Alison put up the receiver before Pat could say anything more.

It was true, of course: a horrible day. And what
other sort did she expect, an old-maid teacher? Teacher: what it came
down to, though it sounded so glamorous and exciting, a charm school,
where doubtless all sorts of romantic secrets were dispensed .... So
romantic, she thought viciously, teaching these shallow little dunces
to wash their faces occasionally, not to wear four-inch heels and
dangly earrings to work, or shave off all their eyebrows! Damned
little morons. Gum-chewing fat fools like that Green girl, no
self-discipline to go on a diet, expecting she’d turn into
Cleopatra by a sort of osmosis if she sat through a six-week course.
And the Bernstein girl—
But I don’t get
it, Miss Weir, I mean about not using too much make-up. Listen, my
cousin Rose, she just plasters it on, what I mean, and she caught a
real nice fella, makes good money too, he don’t seem to care—

She leaned on the table there a minute, resting her
forehead on the cool impersonality of the telephone. Be-all and
end-all:
a real nice fella.
Well, so it was, so it was inevitably—women being women.
¿Qué
mas
, what else?

Never mind the girls, they weren’t so bad really.
Not the girls: her own friends, so damned irritating . . .

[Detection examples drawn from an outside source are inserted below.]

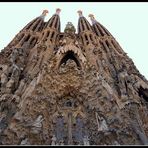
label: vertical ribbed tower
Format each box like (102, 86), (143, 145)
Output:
(0, 8), (148, 145)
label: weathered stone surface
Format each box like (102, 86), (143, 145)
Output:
(0, 9), (148, 145)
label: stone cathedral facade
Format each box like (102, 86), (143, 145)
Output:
(0, 9), (148, 145)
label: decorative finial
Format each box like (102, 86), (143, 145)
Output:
(56, 8), (61, 15)
(42, 10), (49, 16)
(77, 10), (83, 17)
(39, 10), (48, 19)
(88, 14), (97, 24)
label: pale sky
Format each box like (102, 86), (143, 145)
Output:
(0, 2), (148, 79)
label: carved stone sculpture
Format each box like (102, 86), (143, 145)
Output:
(0, 8), (148, 145)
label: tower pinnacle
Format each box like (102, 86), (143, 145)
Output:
(40, 10), (49, 19)
(88, 14), (97, 24)
(56, 8), (61, 15)
(77, 10), (83, 17)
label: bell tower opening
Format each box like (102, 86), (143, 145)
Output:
(59, 51), (81, 68)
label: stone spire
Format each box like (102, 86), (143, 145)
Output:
(0, 9), (148, 145)
(77, 10), (83, 17)
(40, 10), (49, 19)
(56, 8), (61, 15)
(45, 8), (61, 31)
(77, 10), (92, 33)
(88, 14), (111, 36)
(88, 14), (97, 24)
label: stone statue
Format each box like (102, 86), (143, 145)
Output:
(83, 136), (90, 145)
(51, 135), (57, 145)
(96, 113), (108, 132)
(20, 138), (30, 145)
(10, 49), (18, 63)
(64, 22), (76, 34)
(32, 115), (44, 133)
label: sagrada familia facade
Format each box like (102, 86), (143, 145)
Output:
(0, 8), (148, 145)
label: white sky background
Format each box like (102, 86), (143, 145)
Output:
(0, 2), (148, 79)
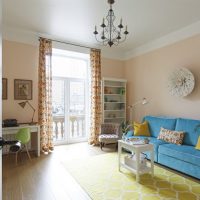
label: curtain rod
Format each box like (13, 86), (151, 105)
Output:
(39, 37), (101, 50)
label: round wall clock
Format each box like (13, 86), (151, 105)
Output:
(168, 68), (195, 97)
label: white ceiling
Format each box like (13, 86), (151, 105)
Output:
(3, 0), (200, 58)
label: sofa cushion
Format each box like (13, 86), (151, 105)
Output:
(158, 144), (200, 167)
(133, 121), (151, 137)
(195, 136), (200, 150)
(157, 127), (184, 145)
(143, 116), (176, 138)
(175, 118), (200, 146)
(128, 136), (167, 162)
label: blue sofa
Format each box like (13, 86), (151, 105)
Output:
(127, 116), (200, 179)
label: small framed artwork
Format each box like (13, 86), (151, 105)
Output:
(2, 78), (8, 100)
(14, 79), (32, 100)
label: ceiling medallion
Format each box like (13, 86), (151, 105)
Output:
(94, 0), (129, 47)
(168, 68), (195, 97)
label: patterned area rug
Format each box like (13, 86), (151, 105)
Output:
(62, 153), (200, 200)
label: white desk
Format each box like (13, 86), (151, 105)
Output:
(2, 125), (40, 157)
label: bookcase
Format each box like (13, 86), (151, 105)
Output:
(102, 77), (127, 123)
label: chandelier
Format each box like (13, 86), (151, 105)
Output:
(94, 0), (129, 47)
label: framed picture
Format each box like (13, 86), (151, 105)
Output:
(14, 79), (32, 100)
(2, 78), (8, 100)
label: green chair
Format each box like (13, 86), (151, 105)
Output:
(11, 128), (31, 164)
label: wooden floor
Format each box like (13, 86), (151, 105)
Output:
(3, 143), (200, 200)
(3, 143), (115, 200)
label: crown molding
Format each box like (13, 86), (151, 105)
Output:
(124, 21), (200, 60)
(3, 21), (200, 61)
(3, 27), (124, 60)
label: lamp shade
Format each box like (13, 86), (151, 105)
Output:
(142, 98), (148, 105)
(18, 101), (27, 108)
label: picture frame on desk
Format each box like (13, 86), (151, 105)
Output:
(14, 79), (33, 100)
(2, 78), (8, 100)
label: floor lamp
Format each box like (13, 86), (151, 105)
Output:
(128, 98), (148, 123)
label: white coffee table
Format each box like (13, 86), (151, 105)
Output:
(118, 140), (154, 182)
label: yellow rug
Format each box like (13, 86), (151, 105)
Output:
(63, 153), (200, 200)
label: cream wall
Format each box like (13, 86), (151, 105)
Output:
(125, 35), (200, 121)
(3, 40), (38, 123)
(101, 58), (125, 78)
(3, 40), (124, 123)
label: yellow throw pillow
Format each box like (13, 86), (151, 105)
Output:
(133, 121), (151, 136)
(195, 136), (200, 150)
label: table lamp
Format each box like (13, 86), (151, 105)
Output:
(18, 101), (35, 124)
(128, 98), (148, 122)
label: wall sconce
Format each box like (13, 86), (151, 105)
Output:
(128, 98), (149, 122)
(18, 101), (35, 124)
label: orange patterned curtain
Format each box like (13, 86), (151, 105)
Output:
(89, 49), (101, 145)
(38, 38), (53, 153)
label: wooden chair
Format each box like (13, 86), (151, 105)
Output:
(10, 128), (31, 164)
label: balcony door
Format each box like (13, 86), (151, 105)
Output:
(53, 77), (88, 143)
(52, 50), (90, 144)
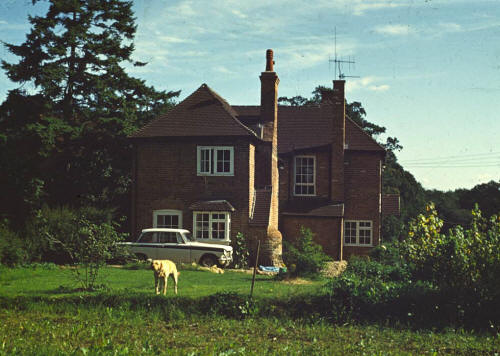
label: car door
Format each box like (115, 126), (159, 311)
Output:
(133, 231), (158, 259)
(158, 231), (189, 263)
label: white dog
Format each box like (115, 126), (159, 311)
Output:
(148, 259), (180, 295)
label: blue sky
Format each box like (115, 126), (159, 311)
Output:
(0, 0), (500, 190)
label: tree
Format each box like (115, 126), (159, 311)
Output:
(278, 85), (385, 136)
(0, 0), (179, 222)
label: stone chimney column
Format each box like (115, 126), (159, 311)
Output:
(329, 80), (345, 202)
(260, 49), (283, 266)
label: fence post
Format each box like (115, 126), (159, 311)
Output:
(250, 240), (260, 298)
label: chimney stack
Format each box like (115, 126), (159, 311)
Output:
(260, 49), (283, 267)
(328, 80), (345, 202)
(260, 49), (280, 131)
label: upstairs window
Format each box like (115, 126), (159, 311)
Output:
(293, 156), (316, 196)
(193, 211), (231, 241)
(344, 220), (372, 246)
(197, 146), (234, 176)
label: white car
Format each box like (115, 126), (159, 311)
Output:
(120, 228), (233, 267)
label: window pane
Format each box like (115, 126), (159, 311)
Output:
(196, 213), (209, 239)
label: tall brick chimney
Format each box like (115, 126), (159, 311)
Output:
(328, 80), (345, 202)
(260, 49), (280, 141)
(260, 49), (283, 266)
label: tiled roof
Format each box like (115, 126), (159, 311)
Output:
(250, 189), (271, 226)
(283, 199), (344, 217)
(189, 200), (235, 211)
(233, 105), (384, 153)
(382, 194), (400, 215)
(130, 84), (255, 138)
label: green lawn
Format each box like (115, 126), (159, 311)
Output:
(0, 267), (324, 298)
(0, 267), (500, 355)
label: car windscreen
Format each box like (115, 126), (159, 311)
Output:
(137, 231), (184, 243)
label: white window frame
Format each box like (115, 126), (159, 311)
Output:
(196, 146), (234, 176)
(193, 211), (231, 241)
(293, 155), (316, 197)
(344, 220), (373, 247)
(153, 209), (182, 229)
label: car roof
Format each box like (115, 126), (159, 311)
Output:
(142, 227), (189, 232)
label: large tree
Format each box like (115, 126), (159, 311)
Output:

She laughed, and sat up, and found suddenly,
shamingly, that she was crying; she blew her nose, took herself in
hand firmly. She never cried, Alison the competent and cheerful,
who’d stood on her own feet and weathered enough trouble so far to
stand up to this—this disgustingly conventional kind of trouble,
losing a man!

Of course when it came to one’s private life, no
one needed to go around telling. Friends talked, guessed—how they
talked and guessed! None of them knew anything definite, naturally;
but somehow these things got round. And quite suddenly, she was being
besieged on all sides by all these well-meaning people. As if they’d
got together and—Well, no. Because several different sets of them,
as it were, had different candidates to trot out before poor Alison
(or the other way round). And come to think, that must represent some
hard undercover work, some cunning social traps, because unattached
men weren’t so easy to find.

It was really very funny, looked at objectively. She
could imagine the anxious debates about poor Alison: Well, I never
met him, did you?—and I wonder what sort of thing it was, none of
our business of course, but I gathered from what Pat said once—oh,
not gossip, because she doesn’t, but anyway . . . Such a pity
Alison was still single, such a nice girl, if she’d only meet some
really nice man— And inevitably, Who do we know who might do?